The 4 most damaging communication styles (and how to fix them!)
If clear communication is key for a successful relationship, then damaging communication styles are a sign that things are not going as well as they could be. In a previous post on 5 ways to fight fair in a relationship, it was highlighted that arguing is not in itself a sign of potential marital disaster. In fact, most healthy and successful relationships involve regular conflict. But the way in which people fight says a lot more about the future of that couple.
Relationship researcher and expert John Gottman Ph.D. of the Gottman Institute has discovered the four most damaging communication techniques in couples. He labels them the “4 Horsemen of the Apocalypse”. While this joyful name may read doom and gloom, it is worth noting that healthy couples don’t manage to avoid these all the time. Instead, they limit the use of them, and are able to repair when they use them.
So, let’s discuss the 4 most damaging communication styles, and how you can reduce them or repair after using them:
“What?” I hear you say. “I can’t complain about my husband? I’m out” Now then, hear me out. There is a major difference between complaining and criticising. Complaining is expressing your dissatisfaction in something. Criticising is expressing your dissatisfaction in someone and their character. Complaining is actually a healthy part of any relationship, and helps you to express your annoyances, distress, anger, sadness. This is a way to share your emotions with your partner, and to air out grievances rather than letting them simmer away. Criticism however, takes this a step further to attack your partner personally. They often make comments about someone’s character or make unfair generalisations about a situation.
Complaint: “I get so frustrated that you forget to take out the bins”
Criticism “Why do you ALWAYS forget to take out the bins, you must be either lazy or just enjoy making me annoyed”
How to fix it: Next time you are annoyed or angry about something your partner has done, try to reframe it by starting with an “I” statement. Avoid using generalisations such as “always” and “never”, and reduce your use of name-calling such as “lazy”.
Contempt often follows criticism, and is when the intention is to insult and psychologically abuse your partner. With either words or body language, you communicate the message that you are ‘above’ or ‘better’ then them. You communicate that their actions or sense of self are stupid/incompetent/below you. Contempt can be subtle, but it is the most damaging of the styles as it often leads to resentment and reduced affectionate feelings between couples. It looks like mockery, shaming, eye rolling, cruel tones, name calling, insulting, sneering.

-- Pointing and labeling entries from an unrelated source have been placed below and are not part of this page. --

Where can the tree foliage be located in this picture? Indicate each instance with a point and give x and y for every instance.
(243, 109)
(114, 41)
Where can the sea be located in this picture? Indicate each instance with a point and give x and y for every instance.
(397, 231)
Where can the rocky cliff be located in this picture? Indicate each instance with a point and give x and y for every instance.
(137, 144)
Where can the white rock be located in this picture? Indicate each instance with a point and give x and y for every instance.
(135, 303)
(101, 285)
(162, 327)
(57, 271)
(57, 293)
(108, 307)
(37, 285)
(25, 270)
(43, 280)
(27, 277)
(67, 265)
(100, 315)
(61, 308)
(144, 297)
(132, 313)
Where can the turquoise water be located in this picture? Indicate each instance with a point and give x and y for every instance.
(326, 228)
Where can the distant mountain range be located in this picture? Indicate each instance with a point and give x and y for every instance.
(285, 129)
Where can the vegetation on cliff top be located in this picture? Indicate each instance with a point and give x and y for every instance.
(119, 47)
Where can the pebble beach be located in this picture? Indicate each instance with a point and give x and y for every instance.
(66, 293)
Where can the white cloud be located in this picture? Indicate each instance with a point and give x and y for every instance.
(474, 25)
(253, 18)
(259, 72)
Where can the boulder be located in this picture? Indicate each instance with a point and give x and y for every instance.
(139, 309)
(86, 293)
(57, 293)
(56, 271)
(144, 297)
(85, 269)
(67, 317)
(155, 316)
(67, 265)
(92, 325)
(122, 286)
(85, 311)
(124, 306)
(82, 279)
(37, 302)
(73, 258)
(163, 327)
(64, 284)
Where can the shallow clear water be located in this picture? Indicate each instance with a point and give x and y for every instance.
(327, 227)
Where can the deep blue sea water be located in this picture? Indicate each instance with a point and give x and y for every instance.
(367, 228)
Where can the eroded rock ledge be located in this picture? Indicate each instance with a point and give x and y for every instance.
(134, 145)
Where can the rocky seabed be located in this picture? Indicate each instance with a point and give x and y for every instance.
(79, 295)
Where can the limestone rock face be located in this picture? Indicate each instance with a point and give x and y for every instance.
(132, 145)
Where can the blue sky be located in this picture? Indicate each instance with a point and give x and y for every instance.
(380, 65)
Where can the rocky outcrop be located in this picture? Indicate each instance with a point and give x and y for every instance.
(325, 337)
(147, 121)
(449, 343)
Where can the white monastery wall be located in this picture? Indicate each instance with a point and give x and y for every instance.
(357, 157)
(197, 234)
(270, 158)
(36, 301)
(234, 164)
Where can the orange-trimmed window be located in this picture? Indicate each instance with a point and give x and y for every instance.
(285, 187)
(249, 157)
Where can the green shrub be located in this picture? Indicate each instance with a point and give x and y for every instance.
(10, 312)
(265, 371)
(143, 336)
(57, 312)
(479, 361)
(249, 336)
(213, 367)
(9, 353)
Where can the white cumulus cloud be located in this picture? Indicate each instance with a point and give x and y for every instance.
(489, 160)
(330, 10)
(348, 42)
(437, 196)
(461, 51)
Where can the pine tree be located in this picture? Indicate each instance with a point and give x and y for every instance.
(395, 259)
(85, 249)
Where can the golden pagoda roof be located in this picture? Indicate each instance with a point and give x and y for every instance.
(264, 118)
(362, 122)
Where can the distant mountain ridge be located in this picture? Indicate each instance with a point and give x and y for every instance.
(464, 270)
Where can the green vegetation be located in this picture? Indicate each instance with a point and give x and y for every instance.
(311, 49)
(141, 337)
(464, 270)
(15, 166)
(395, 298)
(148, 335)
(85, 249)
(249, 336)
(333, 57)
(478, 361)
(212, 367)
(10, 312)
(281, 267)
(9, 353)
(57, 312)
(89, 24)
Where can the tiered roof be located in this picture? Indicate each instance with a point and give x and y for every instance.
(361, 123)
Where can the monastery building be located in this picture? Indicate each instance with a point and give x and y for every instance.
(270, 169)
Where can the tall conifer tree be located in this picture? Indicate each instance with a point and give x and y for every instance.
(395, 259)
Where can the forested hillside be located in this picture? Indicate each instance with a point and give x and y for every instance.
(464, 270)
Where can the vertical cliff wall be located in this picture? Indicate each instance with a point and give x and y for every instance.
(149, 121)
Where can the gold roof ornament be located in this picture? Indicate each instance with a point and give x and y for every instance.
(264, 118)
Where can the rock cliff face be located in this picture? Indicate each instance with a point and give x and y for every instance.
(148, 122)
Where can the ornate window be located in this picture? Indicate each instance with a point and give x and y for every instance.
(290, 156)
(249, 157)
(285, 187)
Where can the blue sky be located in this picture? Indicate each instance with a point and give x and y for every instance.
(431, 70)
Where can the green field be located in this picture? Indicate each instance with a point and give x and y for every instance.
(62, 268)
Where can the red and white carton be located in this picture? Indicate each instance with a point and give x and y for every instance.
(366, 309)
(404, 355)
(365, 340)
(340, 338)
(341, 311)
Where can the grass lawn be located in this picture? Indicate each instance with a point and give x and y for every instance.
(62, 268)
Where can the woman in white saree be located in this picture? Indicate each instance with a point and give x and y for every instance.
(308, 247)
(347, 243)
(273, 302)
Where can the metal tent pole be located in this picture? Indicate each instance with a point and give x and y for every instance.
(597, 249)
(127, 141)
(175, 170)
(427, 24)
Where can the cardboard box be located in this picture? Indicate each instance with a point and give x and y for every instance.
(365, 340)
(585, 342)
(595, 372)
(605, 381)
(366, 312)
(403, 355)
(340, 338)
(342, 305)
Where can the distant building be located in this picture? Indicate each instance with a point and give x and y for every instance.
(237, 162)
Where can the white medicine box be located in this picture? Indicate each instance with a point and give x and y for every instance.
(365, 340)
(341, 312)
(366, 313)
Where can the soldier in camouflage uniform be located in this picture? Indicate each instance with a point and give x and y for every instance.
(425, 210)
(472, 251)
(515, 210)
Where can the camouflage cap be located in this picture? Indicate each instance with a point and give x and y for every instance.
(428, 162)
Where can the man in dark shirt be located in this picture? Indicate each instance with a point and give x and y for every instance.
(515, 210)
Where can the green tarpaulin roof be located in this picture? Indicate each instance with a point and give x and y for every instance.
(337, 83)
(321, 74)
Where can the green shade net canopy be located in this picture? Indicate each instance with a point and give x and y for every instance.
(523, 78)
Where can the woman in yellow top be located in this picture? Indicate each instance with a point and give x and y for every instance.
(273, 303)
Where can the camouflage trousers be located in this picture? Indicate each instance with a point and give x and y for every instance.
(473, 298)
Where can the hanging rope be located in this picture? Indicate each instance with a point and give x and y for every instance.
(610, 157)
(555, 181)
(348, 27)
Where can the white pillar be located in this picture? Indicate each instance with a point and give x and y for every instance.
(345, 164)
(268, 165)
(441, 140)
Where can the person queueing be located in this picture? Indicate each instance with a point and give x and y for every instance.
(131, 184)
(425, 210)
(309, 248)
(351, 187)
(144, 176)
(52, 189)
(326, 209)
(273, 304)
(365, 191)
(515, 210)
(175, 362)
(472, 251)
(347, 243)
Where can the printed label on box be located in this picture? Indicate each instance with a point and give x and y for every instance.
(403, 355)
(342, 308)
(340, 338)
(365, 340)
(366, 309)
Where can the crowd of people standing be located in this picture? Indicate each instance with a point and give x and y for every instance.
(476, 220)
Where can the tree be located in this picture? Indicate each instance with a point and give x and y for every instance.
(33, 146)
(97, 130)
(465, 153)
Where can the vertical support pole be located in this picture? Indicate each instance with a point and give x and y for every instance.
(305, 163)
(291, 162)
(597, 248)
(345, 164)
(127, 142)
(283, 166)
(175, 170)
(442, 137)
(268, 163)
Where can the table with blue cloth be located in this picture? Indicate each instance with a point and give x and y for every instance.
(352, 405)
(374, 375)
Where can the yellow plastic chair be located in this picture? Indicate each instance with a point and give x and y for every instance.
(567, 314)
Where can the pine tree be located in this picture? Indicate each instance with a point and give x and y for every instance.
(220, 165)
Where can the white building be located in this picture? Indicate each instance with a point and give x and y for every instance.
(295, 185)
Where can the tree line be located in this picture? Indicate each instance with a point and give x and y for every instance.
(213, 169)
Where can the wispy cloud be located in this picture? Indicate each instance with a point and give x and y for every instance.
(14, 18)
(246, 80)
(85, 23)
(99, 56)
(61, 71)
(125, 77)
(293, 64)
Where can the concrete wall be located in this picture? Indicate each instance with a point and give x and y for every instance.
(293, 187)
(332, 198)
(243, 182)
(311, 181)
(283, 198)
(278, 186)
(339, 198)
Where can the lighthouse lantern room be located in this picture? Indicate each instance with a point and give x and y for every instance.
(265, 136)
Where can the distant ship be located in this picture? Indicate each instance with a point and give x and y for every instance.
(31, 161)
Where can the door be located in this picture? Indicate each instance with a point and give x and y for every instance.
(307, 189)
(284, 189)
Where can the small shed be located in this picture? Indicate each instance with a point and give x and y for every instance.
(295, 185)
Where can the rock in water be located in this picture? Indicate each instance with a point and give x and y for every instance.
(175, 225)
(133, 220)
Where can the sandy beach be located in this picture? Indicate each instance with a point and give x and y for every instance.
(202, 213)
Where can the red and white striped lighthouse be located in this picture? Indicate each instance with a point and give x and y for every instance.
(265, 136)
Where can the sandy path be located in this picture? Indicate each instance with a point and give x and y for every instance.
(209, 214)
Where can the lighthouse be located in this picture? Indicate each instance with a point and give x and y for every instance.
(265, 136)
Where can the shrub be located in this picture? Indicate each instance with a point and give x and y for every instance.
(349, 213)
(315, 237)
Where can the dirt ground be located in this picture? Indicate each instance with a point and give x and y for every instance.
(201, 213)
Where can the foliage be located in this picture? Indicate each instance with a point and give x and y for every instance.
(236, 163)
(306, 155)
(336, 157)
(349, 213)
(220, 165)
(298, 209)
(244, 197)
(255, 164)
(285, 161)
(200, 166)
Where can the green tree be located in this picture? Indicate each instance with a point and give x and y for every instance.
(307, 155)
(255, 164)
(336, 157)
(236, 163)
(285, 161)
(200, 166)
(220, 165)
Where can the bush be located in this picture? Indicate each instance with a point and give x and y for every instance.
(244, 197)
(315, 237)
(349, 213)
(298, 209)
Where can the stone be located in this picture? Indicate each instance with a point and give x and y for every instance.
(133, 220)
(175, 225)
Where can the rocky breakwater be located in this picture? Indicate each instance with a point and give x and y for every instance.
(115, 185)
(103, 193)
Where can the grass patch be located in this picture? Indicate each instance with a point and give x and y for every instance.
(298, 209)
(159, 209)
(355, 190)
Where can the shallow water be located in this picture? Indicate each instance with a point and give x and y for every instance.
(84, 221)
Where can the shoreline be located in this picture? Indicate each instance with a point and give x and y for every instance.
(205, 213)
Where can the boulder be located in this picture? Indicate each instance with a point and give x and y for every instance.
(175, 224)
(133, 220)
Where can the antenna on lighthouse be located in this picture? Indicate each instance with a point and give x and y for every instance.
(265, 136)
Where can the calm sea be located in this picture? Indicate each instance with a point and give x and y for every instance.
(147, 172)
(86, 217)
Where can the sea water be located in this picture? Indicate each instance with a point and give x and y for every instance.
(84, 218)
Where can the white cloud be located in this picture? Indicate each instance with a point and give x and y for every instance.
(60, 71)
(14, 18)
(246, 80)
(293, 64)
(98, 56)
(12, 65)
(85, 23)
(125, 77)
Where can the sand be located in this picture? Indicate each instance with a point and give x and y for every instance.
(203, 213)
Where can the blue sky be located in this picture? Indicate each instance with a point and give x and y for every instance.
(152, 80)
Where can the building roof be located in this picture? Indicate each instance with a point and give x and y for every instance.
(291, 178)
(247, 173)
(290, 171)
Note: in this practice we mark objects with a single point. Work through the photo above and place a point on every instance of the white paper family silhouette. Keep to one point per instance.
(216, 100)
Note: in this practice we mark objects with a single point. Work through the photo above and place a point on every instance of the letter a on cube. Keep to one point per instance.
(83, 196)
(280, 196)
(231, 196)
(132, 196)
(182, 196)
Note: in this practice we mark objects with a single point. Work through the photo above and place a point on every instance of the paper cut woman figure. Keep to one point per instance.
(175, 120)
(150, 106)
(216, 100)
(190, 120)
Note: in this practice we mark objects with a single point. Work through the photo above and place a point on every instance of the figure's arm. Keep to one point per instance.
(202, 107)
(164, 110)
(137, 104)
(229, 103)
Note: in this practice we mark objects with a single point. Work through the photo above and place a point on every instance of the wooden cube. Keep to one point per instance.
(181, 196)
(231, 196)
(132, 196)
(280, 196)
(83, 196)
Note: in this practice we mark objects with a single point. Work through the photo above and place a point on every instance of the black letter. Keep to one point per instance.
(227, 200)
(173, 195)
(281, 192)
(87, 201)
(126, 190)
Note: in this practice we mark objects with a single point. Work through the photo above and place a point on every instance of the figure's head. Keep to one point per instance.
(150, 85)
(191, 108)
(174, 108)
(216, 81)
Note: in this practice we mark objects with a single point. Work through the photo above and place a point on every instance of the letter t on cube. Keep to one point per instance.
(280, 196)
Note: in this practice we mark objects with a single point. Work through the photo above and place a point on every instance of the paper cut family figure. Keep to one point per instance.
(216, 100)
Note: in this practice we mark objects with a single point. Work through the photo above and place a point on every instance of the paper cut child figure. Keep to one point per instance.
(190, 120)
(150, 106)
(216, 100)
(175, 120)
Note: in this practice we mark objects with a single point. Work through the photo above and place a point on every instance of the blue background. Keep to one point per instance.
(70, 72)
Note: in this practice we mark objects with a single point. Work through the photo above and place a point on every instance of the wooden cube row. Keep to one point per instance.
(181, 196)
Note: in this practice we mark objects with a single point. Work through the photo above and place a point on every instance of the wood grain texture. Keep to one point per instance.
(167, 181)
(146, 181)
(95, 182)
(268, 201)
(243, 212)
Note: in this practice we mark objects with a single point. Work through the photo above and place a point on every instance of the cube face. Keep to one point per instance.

Contempt: “Oh shut up. You are such an idiot, I don’t even know what I see in you sometimes.”
How to fix it: Stop using arguments to attack your partner personally. If you have an issue with the way they do something, have a discussion about the exact complaint rather than what you think about them.
Defensiveness often kicks in when one or more parties feel criticised and attacked (see both above points!). Their natural response is to defend themselves by playing the victim or ‘innocent’ one. This can be so damaging because people feel like they are justified in only their feelings. They then become stubborn in maintaining their innocent status.This can look like: ignoring the problem, repeating themselves, responding with an immediate complaint of their own.
Defensiveness: “I have no idea what you are talking about, this is not my fault. It’s not my fault I had a bad day at work and just want to relax. You want to talk annoying? How about when you….”
How to fix it: Empathy. When you feel your bristles going up and having the thought of how ‘unfair’ the situation is, try to feel where the other person is coming from.
Stonewalling, often the last response when people are overwhelmed and exhausted with fighting, is when people just ‘check out’. Silent treatments, blank stares, headphones on. It can become incredibly frustrating for the other party, and makes it hard for a couple to repair after the argument. Stonewalling tends to convey smugness, distance and a sense of not caring. Gottman showed that the majority of men don’t get physiologically upset when their wives stonewall them, but the opposite happens for women. Meaning that women are greatly affected when their partner stonewalls, which can escalate fighting further.
How to fix it: When you are feeling overwhelmed and angry, chose to take a break and calm down rather than stonewall. Try to use non-defensive thinking (empathy!), take a deep breath and respond rather than ignore.
*Disclaimer: This advice is for the majority of functioning couples without physical or emotional abuse. If you are in a domestically violent relationship, you can seek help by contacting Lifeline or 1800Respect.